Really neat. We try to be as diverse as we can, so when one aspect is having a rough time, another is keeping us afloat.

My grandma had over 2,000 laying hens when they were farming. Eggs bought the groceries and clothes. My mom was 19 when my grandma first used a check to buy groceries, before that cash from eggs was always more than enough. It was 1967...


----------



## Vol (Jul 5, 2009)

azmike was inquiring about hemp on here last week.....

http://www.agweb.com/article/arizona-dairy-gets-ok-to-grow-marijuana--naa-associated-press/

My thought is why do they need to grow marijuana when they confiscate hundreds of thousands of pounds annually crossing the border illegally.....seems as if they could test what is captured and send the higher grades to the dispensary facilities.

Regards, Mike


----------



## swmnhay (Jun 13, 2008)

stack em up said:


> Really neat.
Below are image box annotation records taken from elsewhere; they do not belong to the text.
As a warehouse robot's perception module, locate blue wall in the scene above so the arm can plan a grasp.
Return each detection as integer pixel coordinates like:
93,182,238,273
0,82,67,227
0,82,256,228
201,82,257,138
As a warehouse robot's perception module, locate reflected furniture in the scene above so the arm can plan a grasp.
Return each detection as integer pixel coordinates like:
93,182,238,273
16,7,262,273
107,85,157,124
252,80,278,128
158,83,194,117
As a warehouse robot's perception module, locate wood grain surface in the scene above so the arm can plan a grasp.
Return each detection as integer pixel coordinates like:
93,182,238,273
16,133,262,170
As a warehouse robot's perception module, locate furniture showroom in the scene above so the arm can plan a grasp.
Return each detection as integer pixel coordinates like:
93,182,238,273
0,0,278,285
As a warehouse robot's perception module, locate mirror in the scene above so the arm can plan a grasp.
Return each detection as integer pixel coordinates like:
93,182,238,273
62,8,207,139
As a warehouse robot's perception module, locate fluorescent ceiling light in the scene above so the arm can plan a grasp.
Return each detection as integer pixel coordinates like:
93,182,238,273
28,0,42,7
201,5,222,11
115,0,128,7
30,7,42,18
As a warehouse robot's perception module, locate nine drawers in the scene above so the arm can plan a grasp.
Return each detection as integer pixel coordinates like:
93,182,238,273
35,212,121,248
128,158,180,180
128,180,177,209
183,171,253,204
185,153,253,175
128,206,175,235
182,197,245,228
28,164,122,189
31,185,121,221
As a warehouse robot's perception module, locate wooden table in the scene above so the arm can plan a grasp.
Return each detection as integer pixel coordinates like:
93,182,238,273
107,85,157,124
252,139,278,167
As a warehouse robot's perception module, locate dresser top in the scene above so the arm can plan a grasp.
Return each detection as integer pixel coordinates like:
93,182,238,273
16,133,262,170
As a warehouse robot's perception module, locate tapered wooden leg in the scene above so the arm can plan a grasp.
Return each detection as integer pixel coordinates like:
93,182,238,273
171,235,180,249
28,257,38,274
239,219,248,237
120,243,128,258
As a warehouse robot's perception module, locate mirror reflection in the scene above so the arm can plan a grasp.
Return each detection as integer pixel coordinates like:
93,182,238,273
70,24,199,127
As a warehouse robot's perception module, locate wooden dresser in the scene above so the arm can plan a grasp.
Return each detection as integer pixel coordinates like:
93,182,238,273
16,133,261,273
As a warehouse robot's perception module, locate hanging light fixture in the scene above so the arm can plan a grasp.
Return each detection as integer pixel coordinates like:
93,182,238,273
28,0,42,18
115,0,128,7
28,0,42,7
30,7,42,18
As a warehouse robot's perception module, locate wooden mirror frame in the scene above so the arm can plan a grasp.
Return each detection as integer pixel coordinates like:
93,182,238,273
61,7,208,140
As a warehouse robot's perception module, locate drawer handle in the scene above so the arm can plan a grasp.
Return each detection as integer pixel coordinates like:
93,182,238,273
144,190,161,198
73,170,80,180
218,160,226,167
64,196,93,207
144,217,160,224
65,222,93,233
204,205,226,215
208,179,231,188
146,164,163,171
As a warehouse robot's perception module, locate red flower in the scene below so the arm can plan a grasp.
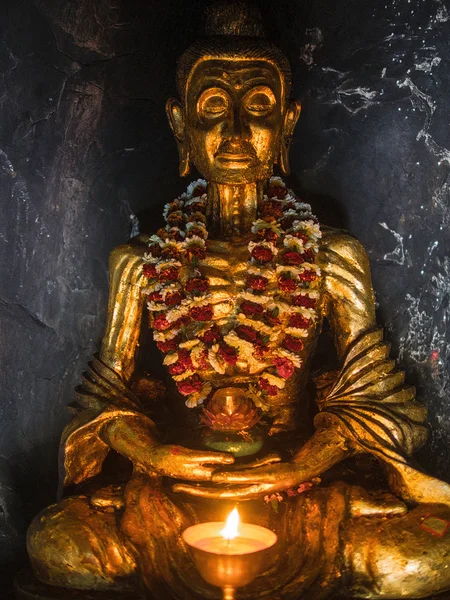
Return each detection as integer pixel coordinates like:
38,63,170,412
177,374,203,396
258,377,278,396
199,325,222,345
156,336,180,354
283,251,305,266
197,348,210,369
261,200,283,219
153,312,170,331
165,292,185,306
189,304,214,321
245,275,269,291
218,343,237,365
185,202,205,215
283,335,303,352
273,357,295,379
252,246,273,262
159,267,179,281
184,277,209,292
290,231,308,244
167,211,184,227
161,246,181,260
169,348,194,375
240,300,264,316
148,292,162,302
186,244,206,259
148,244,162,258
292,294,316,308
256,227,278,242
278,275,297,292
288,314,310,329
192,185,206,198
303,249,316,262
142,263,158,279
186,227,205,239
235,325,259,344
299,269,317,281
267,185,287,198
281,215,300,229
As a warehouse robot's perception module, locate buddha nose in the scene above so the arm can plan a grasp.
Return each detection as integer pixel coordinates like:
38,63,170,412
226,106,250,143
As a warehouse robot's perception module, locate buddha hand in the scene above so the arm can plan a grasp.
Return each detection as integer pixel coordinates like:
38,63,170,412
101,417,234,481
173,429,355,500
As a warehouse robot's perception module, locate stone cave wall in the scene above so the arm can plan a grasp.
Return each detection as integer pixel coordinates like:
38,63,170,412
0,0,450,580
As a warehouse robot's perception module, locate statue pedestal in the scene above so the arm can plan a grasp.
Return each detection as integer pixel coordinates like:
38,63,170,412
14,567,450,600
14,567,144,600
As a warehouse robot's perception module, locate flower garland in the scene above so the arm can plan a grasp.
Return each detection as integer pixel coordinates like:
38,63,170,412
143,177,321,408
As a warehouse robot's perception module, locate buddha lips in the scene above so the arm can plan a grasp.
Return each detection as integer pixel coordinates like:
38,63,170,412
143,177,321,407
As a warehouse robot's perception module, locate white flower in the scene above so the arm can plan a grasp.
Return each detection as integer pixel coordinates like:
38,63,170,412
156,258,181,273
277,263,306,279
153,327,180,342
283,235,304,254
303,220,322,240
252,219,281,235
240,292,270,304
166,306,188,323
274,348,302,369
269,175,286,187
163,198,184,221
300,263,320,276
208,344,226,375
223,331,266,375
185,381,212,408
192,340,206,369
284,327,308,337
186,179,206,198
261,371,286,390
163,352,178,367
181,294,211,309
248,240,278,255
237,313,275,335
179,340,201,350
172,369,195,381
183,235,206,250
186,221,208,240
247,265,275,279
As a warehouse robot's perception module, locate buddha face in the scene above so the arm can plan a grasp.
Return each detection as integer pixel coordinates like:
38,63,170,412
167,59,299,185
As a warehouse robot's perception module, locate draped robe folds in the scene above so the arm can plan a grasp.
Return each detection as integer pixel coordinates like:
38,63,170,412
51,227,450,598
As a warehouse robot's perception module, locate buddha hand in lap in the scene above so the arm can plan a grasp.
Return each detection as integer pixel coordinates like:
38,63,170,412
28,5,450,599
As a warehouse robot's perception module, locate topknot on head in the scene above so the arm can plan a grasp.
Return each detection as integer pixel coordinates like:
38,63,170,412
177,0,291,101
204,0,265,38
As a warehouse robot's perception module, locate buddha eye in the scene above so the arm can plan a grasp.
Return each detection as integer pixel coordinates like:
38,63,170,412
197,88,230,119
243,87,276,117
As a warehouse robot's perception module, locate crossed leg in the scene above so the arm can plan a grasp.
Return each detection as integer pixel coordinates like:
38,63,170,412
27,496,136,590
344,504,450,599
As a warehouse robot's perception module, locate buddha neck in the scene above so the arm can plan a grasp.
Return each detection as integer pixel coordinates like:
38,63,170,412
206,181,264,238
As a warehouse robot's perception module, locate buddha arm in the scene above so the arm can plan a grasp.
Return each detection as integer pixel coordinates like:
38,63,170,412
61,237,163,484
308,230,427,460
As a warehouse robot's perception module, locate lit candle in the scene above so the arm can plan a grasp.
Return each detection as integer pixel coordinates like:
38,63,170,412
183,509,277,600
191,508,277,554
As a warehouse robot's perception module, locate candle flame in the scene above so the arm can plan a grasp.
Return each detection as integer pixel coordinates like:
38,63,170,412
220,508,240,540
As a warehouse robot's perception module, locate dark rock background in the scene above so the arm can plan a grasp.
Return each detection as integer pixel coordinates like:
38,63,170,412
0,0,450,592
We try to be as diverse as we can, so when one aspect is having a rough time, another is keeping us afloat.
> 
> My grandma had over 2,000 laying hens when they were farming. Eggs bought the groceries and clothes. My mom was 19 when my grandma first used a check to buy groceries, before that cash from eggs was always more than enough. It was 1967...


I agree it pays to be diverse.I think many that frequent Hay Talk are.

We moved to the farm in 68.Within a yr we had Corn,Beans,Oats,Alfalfa.Fat cattle,Dairy,Hogs,chickens,ducks and geese.We baled hay for a nieghbor and he picked our corn.We never bought any meat,eggs or milk.Din't have alot of chickens but any extra eggs were sold in Worthington until they quit buying eggs about 75.


----------



## swmnhay (Jun 13, 2008)

And then in the mid 70's taking Ag classes and the farm magazines all said to specialize get bigger in one livestock enterprise and dump the rest.Or just corn and beans farm more ground.Well a lot did and borrowed a lot of $ to do it.Interest rates skyrocketed and when the enterprise they picked to specialize in went down they had nothing else to carry them.Then the bank who pushed the expansion said it doesn't work,you are done call the auctioneer.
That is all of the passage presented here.